Les lieux touristiques des villes ne sont pas des enclaves.

Parmi les questions que l’on peut se poser dans le cadre d’une approche géographique des problématiques touristiques, celle de savoir quels types d’espaces le tourisme participe de produire au sein des villes est prépondérante. Si l’on accepte en effet l’hypothèse du recreational turn (Stock 2007), la dimension touristique ne se limite plus aux stations, ces petits espaces urbains créés et fonctionnant principalement par et pour cette dernière (MIT 2002), mais elle devient également fondamentale pour les villes. Cet investissement suppose des effets considérables sur la dynamique urbaine de ces lieux : des quartiers sont réaménagés, des conflits d’usages de la ressource que constitue l’espace urbain sont accentués par la présence permanente de cette population d’habitants temporaires, etc. L’urbanité des villes change radicalement par le tourisme (Stock et Lucas 2012). À propos de ce problème, et afin de souscrire à l’objet de cette Traverse, la présente discussion focalise la réflexion en se posant contre la posture consistant à envisager les lieux touristiques des villes comme des enclaves [1].

On retrouve, en effet, chez un certain nombre de travaux anglophones se référant au champ des tourist studies (Stansfield et Rickert 1970, Getz 1993, Pearce 1998, Hannigan 1998, Judd 1999, 2003, Montgomery 2003, 2004, Hayllar, Griffin et Edwards 2008), une propension à limiter la présence du tourisme en ville à une seule zone exclusivement dédiée à cette activité. Ces recherches s’appuient sur le fait que de nombreuses métropoles américaines (près de 60 %) ont tenté, par des investissements massifs — près de deux milliards de dollars sont dépensés annuellement dans les années 1990 —, de développer cette dimension « touristique » avec la construction d’infrastructures de grande envergure (stades de sports, centres commerciaux, casinos, salles de spectacles, centres de congrès) [2] et selon une logique volontariste où l’offre précède la demande (Judd 2003). Leurs analyses reposant principalement sur la question des grands équipements — que l’on retrouve concentrés en un endroit de l’agglomération, à proximité du centre, selon une logique du cluster —, les différents auteurs postulent l’existence d’enclaves, de réserves touristiques dans les villes :

Tourism promoters have reacted to the geographic proximity of tourist districts and impoverished, high-crime areas by constructing defensible spaces. Rather than being woven into the existing urban fabric, hotel, and convention facilities, sports stadiums, restaurant districts, and downtown shopping malls are cordoned off and designed to cosset the affluent visitor while simultaneously warding off the threatening native. Private police, video surveillance, and architectural design all work to keep undesirables out of touristic « compounds » and « reserves » (Judd et Fainstein 1999, p. 26).
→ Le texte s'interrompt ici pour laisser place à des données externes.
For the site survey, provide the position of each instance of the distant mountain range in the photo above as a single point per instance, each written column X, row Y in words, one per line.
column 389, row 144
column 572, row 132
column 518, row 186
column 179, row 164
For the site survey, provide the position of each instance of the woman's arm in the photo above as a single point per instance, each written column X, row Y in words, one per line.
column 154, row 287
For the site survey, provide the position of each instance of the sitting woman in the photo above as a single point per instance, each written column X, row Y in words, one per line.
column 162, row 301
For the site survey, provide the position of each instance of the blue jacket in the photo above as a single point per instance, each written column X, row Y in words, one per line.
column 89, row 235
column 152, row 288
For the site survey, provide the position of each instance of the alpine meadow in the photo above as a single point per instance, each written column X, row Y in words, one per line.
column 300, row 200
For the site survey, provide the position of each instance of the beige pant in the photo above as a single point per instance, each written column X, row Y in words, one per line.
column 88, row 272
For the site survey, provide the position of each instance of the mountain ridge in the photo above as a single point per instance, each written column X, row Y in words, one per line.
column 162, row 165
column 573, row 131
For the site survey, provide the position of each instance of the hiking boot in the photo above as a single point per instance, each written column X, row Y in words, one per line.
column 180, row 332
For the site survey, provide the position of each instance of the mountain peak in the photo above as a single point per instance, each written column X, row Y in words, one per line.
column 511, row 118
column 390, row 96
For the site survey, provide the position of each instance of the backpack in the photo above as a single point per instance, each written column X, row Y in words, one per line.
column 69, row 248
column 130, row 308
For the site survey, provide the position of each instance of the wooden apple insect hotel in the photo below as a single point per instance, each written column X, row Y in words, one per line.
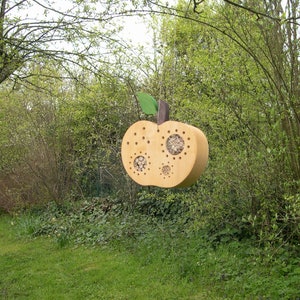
column 166, row 154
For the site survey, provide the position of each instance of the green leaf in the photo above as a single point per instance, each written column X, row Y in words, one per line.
column 148, row 103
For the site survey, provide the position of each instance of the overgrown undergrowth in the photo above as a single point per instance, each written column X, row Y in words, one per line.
column 237, row 269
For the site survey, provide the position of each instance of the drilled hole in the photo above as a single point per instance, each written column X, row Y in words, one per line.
column 175, row 144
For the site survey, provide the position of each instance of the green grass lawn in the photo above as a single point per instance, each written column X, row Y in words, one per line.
column 155, row 265
column 39, row 269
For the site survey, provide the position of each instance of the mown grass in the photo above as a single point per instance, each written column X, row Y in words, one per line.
column 85, row 254
column 39, row 269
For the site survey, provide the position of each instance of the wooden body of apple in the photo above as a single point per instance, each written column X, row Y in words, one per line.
column 172, row 154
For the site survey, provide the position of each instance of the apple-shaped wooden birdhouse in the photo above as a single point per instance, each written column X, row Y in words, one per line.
column 165, row 154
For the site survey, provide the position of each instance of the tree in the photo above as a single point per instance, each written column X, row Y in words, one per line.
column 75, row 34
column 235, row 69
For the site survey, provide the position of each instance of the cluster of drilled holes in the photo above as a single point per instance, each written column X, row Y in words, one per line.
column 175, row 144
column 140, row 163
column 166, row 170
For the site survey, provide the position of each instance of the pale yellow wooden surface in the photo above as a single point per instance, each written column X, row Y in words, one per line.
column 172, row 154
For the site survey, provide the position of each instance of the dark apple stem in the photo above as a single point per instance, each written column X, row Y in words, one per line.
column 163, row 112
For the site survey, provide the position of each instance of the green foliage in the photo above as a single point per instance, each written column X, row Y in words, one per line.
column 234, row 268
column 148, row 103
column 221, row 64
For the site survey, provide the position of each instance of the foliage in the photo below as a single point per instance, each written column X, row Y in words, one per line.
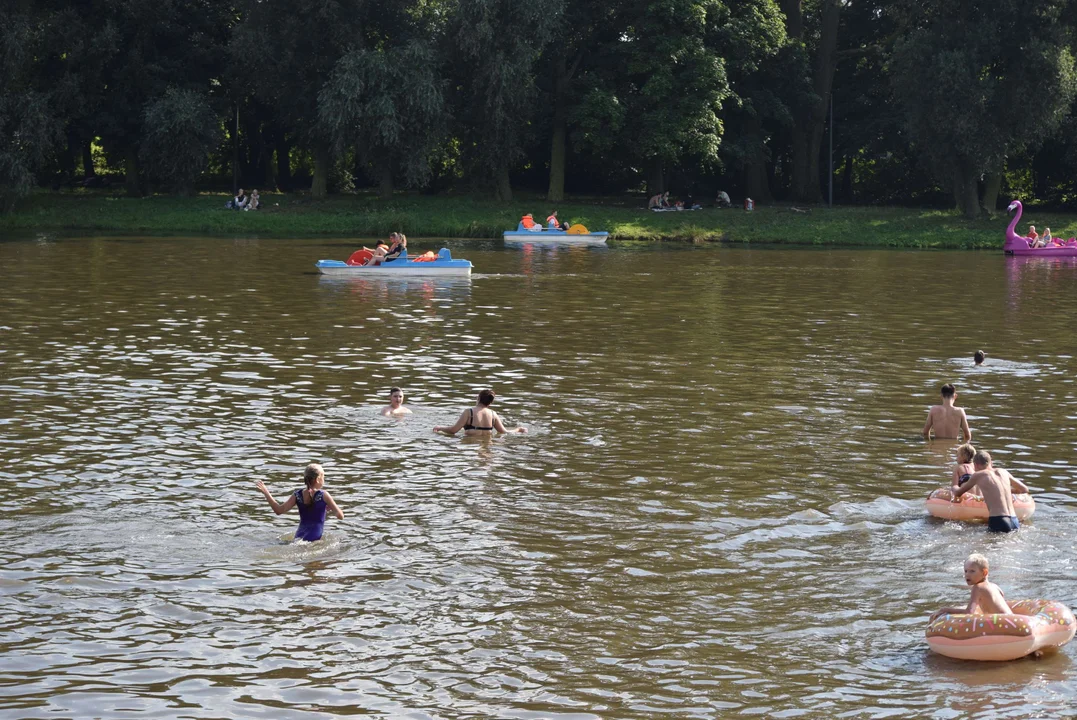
column 181, row 129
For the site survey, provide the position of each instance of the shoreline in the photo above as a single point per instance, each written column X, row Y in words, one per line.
column 289, row 215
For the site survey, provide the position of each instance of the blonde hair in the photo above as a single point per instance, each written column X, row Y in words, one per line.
column 312, row 473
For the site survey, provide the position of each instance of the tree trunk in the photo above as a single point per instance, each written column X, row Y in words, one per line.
column 808, row 138
column 131, row 183
column 756, row 185
column 320, row 181
column 87, row 159
column 556, row 191
column 386, row 179
column 283, row 163
column 656, row 177
column 847, row 180
column 992, row 184
column 504, row 184
column 794, row 18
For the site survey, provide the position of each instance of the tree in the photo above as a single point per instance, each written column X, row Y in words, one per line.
column 29, row 128
column 498, row 44
column 181, row 130
column 966, row 86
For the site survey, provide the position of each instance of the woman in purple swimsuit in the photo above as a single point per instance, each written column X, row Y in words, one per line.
column 311, row 500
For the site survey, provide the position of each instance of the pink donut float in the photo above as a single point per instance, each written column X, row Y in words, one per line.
column 1034, row 625
column 973, row 507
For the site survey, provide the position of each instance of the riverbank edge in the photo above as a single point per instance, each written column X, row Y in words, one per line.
column 464, row 217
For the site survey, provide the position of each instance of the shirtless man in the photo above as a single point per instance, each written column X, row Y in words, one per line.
column 395, row 406
column 987, row 597
column 997, row 488
column 947, row 420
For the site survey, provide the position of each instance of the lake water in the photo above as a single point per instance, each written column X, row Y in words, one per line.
column 717, row 511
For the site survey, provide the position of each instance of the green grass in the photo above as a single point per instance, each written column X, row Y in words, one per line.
column 451, row 216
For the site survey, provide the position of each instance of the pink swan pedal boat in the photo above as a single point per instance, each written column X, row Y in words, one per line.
column 1017, row 245
column 1034, row 625
column 973, row 507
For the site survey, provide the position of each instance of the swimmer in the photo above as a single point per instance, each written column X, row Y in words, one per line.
column 947, row 420
column 478, row 420
column 395, row 406
column 987, row 597
column 312, row 502
column 963, row 470
column 997, row 488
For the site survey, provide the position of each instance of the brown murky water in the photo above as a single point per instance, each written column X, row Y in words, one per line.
column 717, row 511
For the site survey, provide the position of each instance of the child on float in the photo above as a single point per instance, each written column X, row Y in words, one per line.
column 311, row 500
column 963, row 470
column 985, row 598
column 997, row 488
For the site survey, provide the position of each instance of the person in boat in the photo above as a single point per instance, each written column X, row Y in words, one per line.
column 946, row 420
column 479, row 420
column 395, row 406
column 963, row 470
column 985, row 598
column 311, row 500
column 378, row 254
column 397, row 246
column 997, row 488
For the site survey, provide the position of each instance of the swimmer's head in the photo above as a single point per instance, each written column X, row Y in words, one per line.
column 976, row 568
column 313, row 476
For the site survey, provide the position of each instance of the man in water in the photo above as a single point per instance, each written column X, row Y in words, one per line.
column 395, row 406
column 997, row 488
column 947, row 420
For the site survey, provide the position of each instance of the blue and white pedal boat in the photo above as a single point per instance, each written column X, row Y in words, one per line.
column 443, row 266
column 547, row 237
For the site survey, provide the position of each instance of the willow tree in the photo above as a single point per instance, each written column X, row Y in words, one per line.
column 497, row 44
column 982, row 81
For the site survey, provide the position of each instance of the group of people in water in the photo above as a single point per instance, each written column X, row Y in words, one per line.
column 975, row 471
column 313, row 502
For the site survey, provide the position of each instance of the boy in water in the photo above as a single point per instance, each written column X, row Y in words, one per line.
column 963, row 470
column 947, row 420
column 395, row 406
column 987, row 597
column 997, row 488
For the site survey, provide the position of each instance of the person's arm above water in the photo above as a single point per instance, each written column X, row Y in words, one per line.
column 455, row 428
column 964, row 488
column 500, row 426
column 331, row 504
column 279, row 508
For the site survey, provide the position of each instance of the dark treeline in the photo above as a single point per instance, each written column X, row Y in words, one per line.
column 934, row 101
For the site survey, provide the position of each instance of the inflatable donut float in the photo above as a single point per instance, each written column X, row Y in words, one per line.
column 973, row 507
column 1034, row 625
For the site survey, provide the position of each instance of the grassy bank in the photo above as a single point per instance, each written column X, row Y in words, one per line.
column 364, row 215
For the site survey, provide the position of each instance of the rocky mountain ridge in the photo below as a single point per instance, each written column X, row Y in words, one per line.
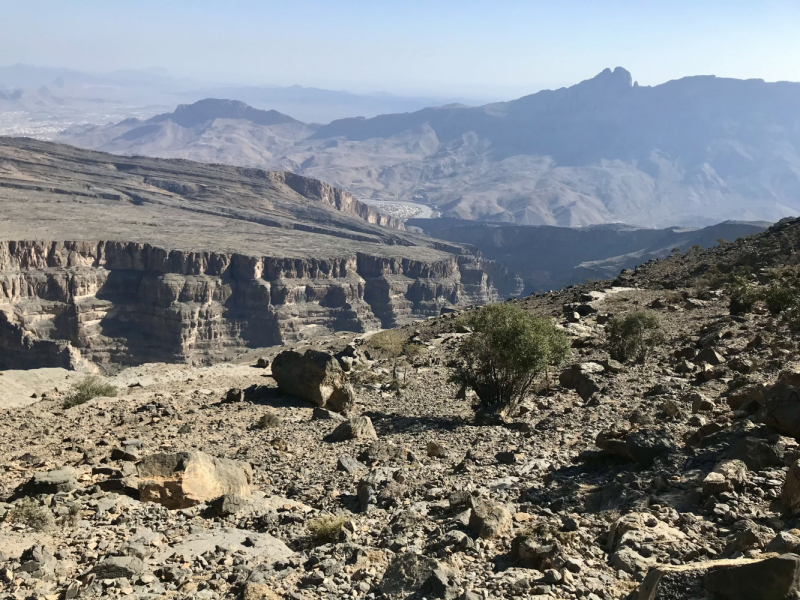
column 671, row 479
column 549, row 258
column 140, row 260
column 689, row 152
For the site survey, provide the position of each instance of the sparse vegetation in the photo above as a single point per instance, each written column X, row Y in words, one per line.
column 30, row 513
column 89, row 387
column 395, row 345
column 268, row 420
column 782, row 292
column 326, row 529
column 507, row 350
column 743, row 295
column 634, row 335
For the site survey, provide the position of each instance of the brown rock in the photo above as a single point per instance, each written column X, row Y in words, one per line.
column 489, row 519
column 185, row 479
column 357, row 428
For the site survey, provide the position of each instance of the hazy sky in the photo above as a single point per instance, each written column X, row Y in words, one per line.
column 503, row 48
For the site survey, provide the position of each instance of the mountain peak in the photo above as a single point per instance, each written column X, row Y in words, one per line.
column 618, row 78
column 202, row 111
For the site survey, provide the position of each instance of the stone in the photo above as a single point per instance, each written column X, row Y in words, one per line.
column 185, row 479
column 324, row 414
column 710, row 356
column 672, row 408
column 701, row 403
column 409, row 574
column 583, row 378
column 436, row 450
column 489, row 519
column 774, row 578
column 48, row 482
column 37, row 562
column 790, row 494
column 314, row 376
column 644, row 446
column 628, row 560
column 530, row 552
column 613, row 442
column 350, row 465
column 756, row 453
column 116, row 567
column 781, row 408
column 228, row 504
column 357, row 428
column 727, row 476
column 258, row 591
column 784, row 542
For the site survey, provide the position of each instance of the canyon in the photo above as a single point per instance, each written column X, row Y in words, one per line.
column 107, row 262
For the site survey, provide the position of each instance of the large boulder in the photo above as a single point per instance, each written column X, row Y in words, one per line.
column 781, row 409
column 185, row 479
column 357, row 428
column 774, row 578
column 48, row 482
column 314, row 376
column 409, row 574
column 584, row 378
column 644, row 446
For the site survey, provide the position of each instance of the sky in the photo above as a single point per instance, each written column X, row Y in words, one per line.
column 499, row 49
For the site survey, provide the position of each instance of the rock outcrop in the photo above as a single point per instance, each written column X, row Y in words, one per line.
column 126, row 303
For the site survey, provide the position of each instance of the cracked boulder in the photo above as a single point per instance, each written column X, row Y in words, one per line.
column 186, row 479
column 314, row 376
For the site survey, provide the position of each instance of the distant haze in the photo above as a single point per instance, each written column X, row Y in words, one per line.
column 482, row 50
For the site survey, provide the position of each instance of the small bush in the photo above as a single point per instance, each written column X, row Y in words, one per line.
column 326, row 529
column 743, row 295
column 268, row 420
column 634, row 335
column 506, row 352
column 782, row 293
column 27, row 511
column 88, row 388
column 394, row 344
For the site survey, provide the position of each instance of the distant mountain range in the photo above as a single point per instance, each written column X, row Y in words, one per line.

Cela se manifeste notamment par la mobilisation de tout un vocabulaire qui a pour but de véhiculer cette idée : « bubble », « precinct », « district », « reserve », « defensible space », « enclave » sont autant de tentatives grammaticales pour exprimer un quartier touristique protégé, plus ou moins clos et fonctionnant d’une manière différente du reste de l’agglomération. Mais en quoi ce type de district constitue-t-il une « enclave » ? Y a-t-il un accès restreint ? Un fonctionnement différent ? Une imperméabilité des pratiques ? C’est ce que suggère l’expression « tourist bubble » (Judd 1999, 2003), l’une des propositions les plus reprises de cette perspective :

The tourist bubbles is like a theme park, in that it provides entertainment and excitement, with reassuringly clean and attractive surroundings […]. Tourist bubbles create islands of affluence that are sharply differentiated and segregated from the surrounding urban landscape (Judd 1999, p. 39 et p. 53).

Ainsi, une des caractéristiques essentielles de ces « bulles touristiques » serait leur distinction radicale par rapport à l’espace urbain environnant, avec une séparation physique, un fonctionnement autre, des pratiques spécifiques et des codes particuliers, représentant en quelque sorte une hétérotopie, au sens où Foucault entendait ce concept.

On peut, dans un premier temps, apprécier cette perspective en la replaçant dans son contexte. Il convient de souligner que les études de cas envisagées sont principalement localisées aux États-Unis, ce qui sous-entend l’idée que les configurations urbaines sont marquées par un fonctionnalisme important, organisées selon une logique de zonage avec une franche séparation entre zones résidentielles et zones d’activités. De même, cela signifie qu’il y a une faible intervention publique : les projets de réhabilitation et d’aménagements urbains ne sont pas réalisés par des investissements publics, mais par des financements privés, qui investissent sur un projet particulier et un périmètre restreint. Il s’agit d’une logique de requalification parcellaire de la ville, les investissements financiers, privés, concentrés sur une aire restreinte, participant du développement d’un différentiel urbanistique entre ce lieu et le reste de la ville :

The construction of tourist enclaves, which is the typical method of allaying the sense of threat, creates a sharply segmented urban space in the places that have been converted from sites of production to sites of consumption. The urban landscape comes to consist of fragments of development, each offering a scenic view or a set-piece tableau meant to evoke a romanticized version of urban life of the past. (Judd et Fainstein 1999, p. 12)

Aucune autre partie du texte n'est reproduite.